Und wenn nun von der Bürgerpartei mit Recht betont wird, sie vertrete den Standpunkt der grossen Mehrheit des Landes und ihr dann vorgeworfen wird, das sei ein Machtstandpunkt, so ergibt sich daraus die Frage: Wäre nicht vielmehr das Machtstandpunkt, dass einer grossen Mehrheit von der Minderheit deren Willen diktiert werden solle? Aber Macht soll nicht vor Recht gehen, auf keinen Fall. Die Tatsachen, dass die Bürgerpartei nebst vielen Leitsätzen auch solche aufstellte, die sich mit einzelnen der andern Partei decken, so ist das der klarste Beweis, dass sie eben das Gute als solches will und Recht gibt, wo Recht ist. Weiter führte aber gerade der Umstand, dass der Grossteil unseres Volkes mit einzelnen Forderungen und mit der Art des Auftretens Einzelner nicht einverstanden ist, zum engeren Zusammenschluss, zur Partei. Käme es doch nur bald dazu, dass sich die Forderungen beider Parteien decken könnten, dann wäre unserem Volke die Eintracht beschieden und damit dem Lande Fortschritt und Wohlstand. Dann, ja dann wären die Parteien von selbst aufgelöst, oder vielmehr aufgegangen in eine Partei mit dem fröhlichen Losungswort: Wir sind glückliche Liechtensteiner!

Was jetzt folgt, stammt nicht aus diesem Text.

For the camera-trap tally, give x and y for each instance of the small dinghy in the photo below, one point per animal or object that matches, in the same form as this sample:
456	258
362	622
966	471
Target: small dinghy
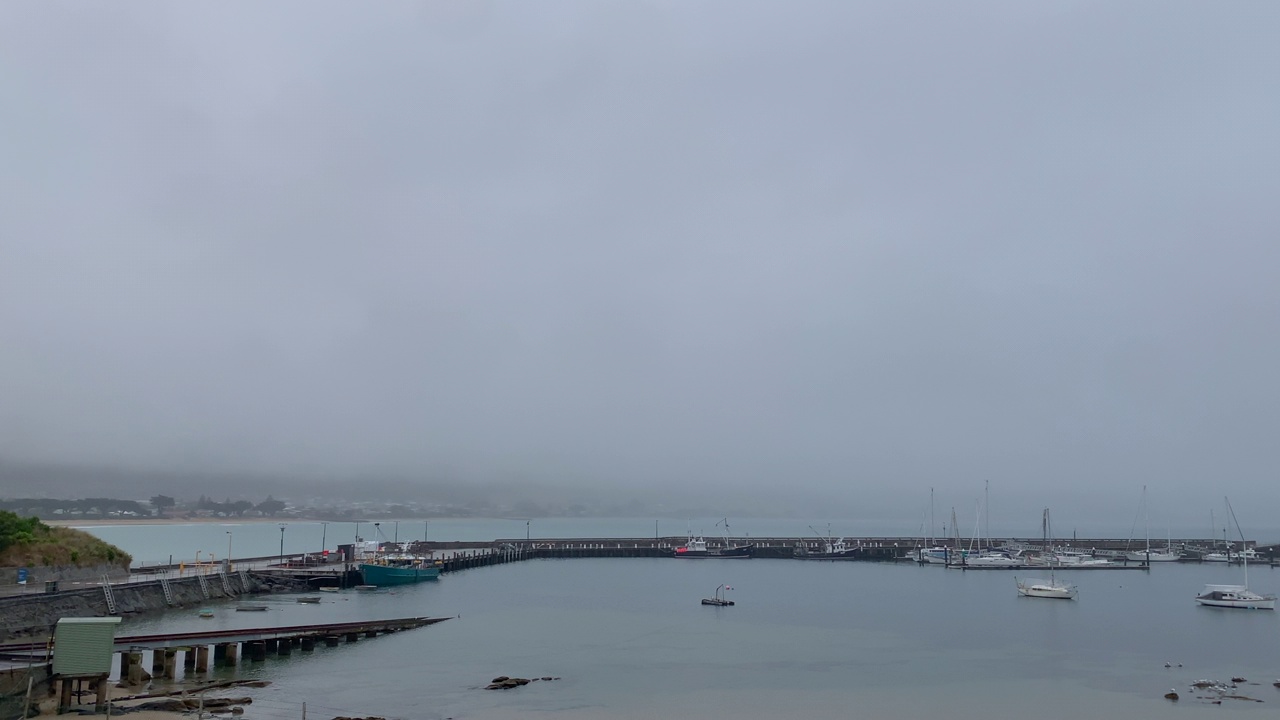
720	600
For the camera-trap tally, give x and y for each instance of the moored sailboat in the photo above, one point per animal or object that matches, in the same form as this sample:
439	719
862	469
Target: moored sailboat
1050	588
1235	596
1147	555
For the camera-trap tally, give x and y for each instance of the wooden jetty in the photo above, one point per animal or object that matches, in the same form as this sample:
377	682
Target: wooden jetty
227	645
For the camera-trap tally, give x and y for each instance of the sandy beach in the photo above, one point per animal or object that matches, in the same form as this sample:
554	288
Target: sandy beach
100	522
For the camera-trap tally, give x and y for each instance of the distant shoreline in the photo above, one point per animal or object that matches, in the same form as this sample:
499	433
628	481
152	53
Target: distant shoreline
97	522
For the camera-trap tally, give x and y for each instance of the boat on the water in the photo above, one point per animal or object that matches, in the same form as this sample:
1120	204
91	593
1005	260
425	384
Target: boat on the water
698	547
992	559
1235	596
396	568
1238	557
1046	588
831	548
1050	588
1166	555
1147	554
389	572
720	600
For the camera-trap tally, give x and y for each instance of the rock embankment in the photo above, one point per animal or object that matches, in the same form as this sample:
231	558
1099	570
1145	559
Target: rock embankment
506	683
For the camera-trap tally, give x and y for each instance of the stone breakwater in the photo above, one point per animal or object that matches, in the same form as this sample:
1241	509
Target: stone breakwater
35	615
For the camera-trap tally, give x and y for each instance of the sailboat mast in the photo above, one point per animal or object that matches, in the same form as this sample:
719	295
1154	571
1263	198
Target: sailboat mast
933	523
1244	557
1146	520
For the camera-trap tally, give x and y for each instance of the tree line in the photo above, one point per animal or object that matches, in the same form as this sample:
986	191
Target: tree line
108	506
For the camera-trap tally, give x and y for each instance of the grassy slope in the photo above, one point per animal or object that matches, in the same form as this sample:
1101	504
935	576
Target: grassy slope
62	546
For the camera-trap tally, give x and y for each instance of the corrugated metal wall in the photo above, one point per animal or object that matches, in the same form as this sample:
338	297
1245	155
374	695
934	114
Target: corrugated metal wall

Wir werden in unserem Blatte nach den heutigen mehr allgemeinen Ausführungen noch des öftern auf unsere Leitsätze im besondern zu sprechen kommen, auf die politischen sowohl als besonders auch auf die wirtschaftlichen. Wie weit z. B. auch eine Abänderung einzelner wirklich reformbedürftiger Gesetze wie Strafgesetz [7]  etc. gehen soll, bleibe vorläufig dahingestellt. Es sei daher hier nur noch bemerkt, dass es eigenartig berührt, wenn man hört und liest, die Bürgerpartei hätte das Programm anderer abgeschrieben und wenn dann von diesen anderen zugleich betont wird, ihr Programm sei noch gar nicht veröffentlicht worden, was bis jetzt auch wirklich der Fall ist. [8]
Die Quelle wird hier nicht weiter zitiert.